We continued to keep a close eye on our friend. He remained in the area, limping heavily between the forest and the glade. After dousing his wounds with mud, he would lie on the ground or give himself a gentle mud bath, which seemed to alleviate his pain. Ndugu was there when Luggard and Enkesha graduated to Umani Springs. He watched the proceedings closely, showing visible interest in the new arrivals, but it was clear he was not doing well and we could smell the sepsis setting in. Still, he remained a regal presence, standing like a statue in the mud bath and splashing water on his shoulders. Shukuru, who knows something of overcoming great physical difficulties, was clearly concerned about her friend and ventured up to his side to check on him.

She wasn’t the only one. Frustratingly and tragically, there was nothing more we could do for him at this early stage.
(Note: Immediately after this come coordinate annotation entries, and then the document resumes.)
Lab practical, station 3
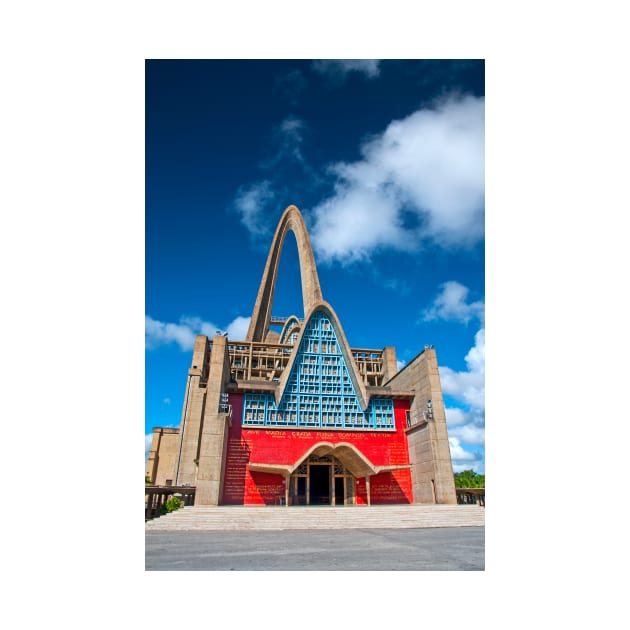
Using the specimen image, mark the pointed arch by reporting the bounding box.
[275,300,370,411]
[278,315,302,343]
[246,206,323,341]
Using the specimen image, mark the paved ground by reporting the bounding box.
[145,527,485,571]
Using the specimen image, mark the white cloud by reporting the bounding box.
[145,315,200,350]
[312,59,381,79]
[439,328,486,472]
[145,315,251,351]
[233,179,275,237]
[422,280,484,324]
[439,328,485,410]
[311,96,485,263]
[448,437,483,472]
[448,423,486,446]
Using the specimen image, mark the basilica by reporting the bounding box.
[147,206,456,506]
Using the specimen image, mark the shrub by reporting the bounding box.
[160,497,184,514]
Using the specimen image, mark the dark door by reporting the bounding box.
[310,464,330,505]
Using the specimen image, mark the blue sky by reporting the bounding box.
[145,60,485,472]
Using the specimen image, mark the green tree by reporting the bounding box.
[454,470,486,488]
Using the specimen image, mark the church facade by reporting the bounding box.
[147,206,456,505]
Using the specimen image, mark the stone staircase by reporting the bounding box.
[145,505,485,531]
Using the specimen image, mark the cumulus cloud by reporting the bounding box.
[439,328,486,472]
[232,179,276,237]
[422,280,484,324]
[311,59,381,81]
[439,328,485,409]
[448,437,483,473]
[311,96,485,263]
[145,315,251,351]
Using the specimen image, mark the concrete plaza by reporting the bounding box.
[145,527,485,571]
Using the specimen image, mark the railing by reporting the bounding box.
[455,488,486,507]
[144,486,195,521]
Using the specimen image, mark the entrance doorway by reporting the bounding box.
[310,464,331,505]
[289,455,355,505]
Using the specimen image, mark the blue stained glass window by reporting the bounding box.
[243,312,395,430]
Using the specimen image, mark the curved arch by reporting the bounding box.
[278,315,302,343]
[245,206,322,341]
[275,300,370,411]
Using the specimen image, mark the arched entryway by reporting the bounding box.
[289,455,356,505]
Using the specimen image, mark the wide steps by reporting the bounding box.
[145,505,485,531]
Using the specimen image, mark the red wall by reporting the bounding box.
[223,394,413,505]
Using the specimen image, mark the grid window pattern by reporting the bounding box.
[243,312,395,430]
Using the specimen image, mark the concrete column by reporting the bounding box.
[173,335,209,486]
[195,336,230,505]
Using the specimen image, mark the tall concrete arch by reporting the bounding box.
[246,206,323,341]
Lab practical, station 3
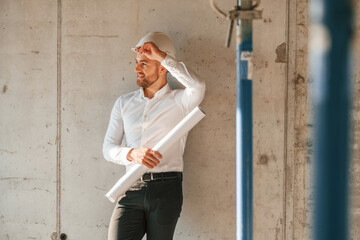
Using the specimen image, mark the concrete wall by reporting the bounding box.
[0,0,360,240]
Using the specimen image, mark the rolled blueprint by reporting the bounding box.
[105,107,205,202]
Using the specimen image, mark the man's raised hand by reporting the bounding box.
[138,42,166,62]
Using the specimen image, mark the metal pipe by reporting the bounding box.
[236,0,253,240]
[310,0,354,240]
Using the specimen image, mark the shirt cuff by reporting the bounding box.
[109,147,132,165]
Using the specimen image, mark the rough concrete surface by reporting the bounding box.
[0,0,360,240]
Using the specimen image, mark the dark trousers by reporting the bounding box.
[108,177,183,240]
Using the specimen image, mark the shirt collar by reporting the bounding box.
[140,83,171,98]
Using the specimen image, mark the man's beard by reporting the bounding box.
[136,76,159,88]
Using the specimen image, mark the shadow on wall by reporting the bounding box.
[176,36,236,239]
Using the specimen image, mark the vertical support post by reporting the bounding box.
[236,0,253,240]
[310,0,353,240]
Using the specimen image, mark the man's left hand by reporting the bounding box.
[138,42,166,62]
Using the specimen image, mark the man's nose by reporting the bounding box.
[134,64,140,72]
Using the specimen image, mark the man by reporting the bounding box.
[103,32,205,240]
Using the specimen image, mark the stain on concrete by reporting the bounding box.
[257,154,270,165]
[263,18,272,23]
[275,42,286,63]
[3,84,8,93]
[51,232,57,240]
[65,34,119,38]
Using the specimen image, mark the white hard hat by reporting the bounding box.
[131,32,176,58]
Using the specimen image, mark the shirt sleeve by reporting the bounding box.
[161,55,205,112]
[103,98,131,165]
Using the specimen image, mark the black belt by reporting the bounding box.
[140,172,182,182]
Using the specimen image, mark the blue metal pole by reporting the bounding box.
[310,0,353,240]
[236,0,253,240]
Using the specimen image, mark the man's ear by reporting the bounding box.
[159,65,167,74]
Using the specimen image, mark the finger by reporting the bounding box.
[142,161,154,168]
[151,150,162,159]
[146,154,160,167]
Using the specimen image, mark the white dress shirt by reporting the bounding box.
[103,55,205,172]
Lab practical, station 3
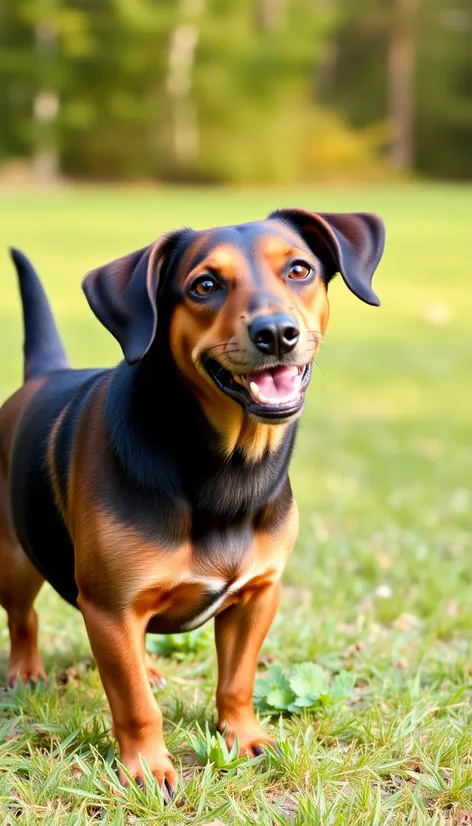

M99, which is used to anaesthetise elephants, has a revival drug. While that remains in the bloodstream, anaesthetic can’t be used again for some time, as the revival then becomes ineffective and the elephant will never wake up. A minimum of two weeks must pass before we can even consider a follow-up treatment. As dawn broke the next day, Ndugu was still standing in the mud bath, and shortly thereafter he lay down. Hearts sinking, our team rushed to his side. It appeared he no longer had the strength to rise, so we mobilised vehicles to try to help him back on his feet. That was not to be, for just then, he took his last breath and passed away before their eyes.

Ndugu’s death affected everyone deeply. It is difficult to reconcile why such a magnificent friend should meet such a senseless end. We took him deep into the forest to his final resting place away from where the orphans frequent. It is a peaceful place, situated among the leafy trees that Ndugu loved so much.

We are glad that our orphans did not witness Ndugu’s passing. Many members of our Umani Springs herd lost their mothers before their very eyes, and we fear that seeing their friend’s lifeless form would have evoked traumatic memories. They may never know where his last safari took him or why he never returned, but they can imagine him spirited away, off on a grand adventure. Given how intuitive elephants are, however, it is likely that they realised how much he was suffering and, deep down, understand his fate.

Although we only knew Ndugu for a few years, he made an indelible impact. His life was cut short, but there is no doubt that it was a life well-lived. He was an elephant full of curiosity and empathy, an elephant who opened his heart to our unique Umani Springs herd and gave so much of himself to them.

Rest in peace, beautiful brother. You are and will always be deeply missed, but may your giant spirit watch over the beautiful Kibwezi Forest.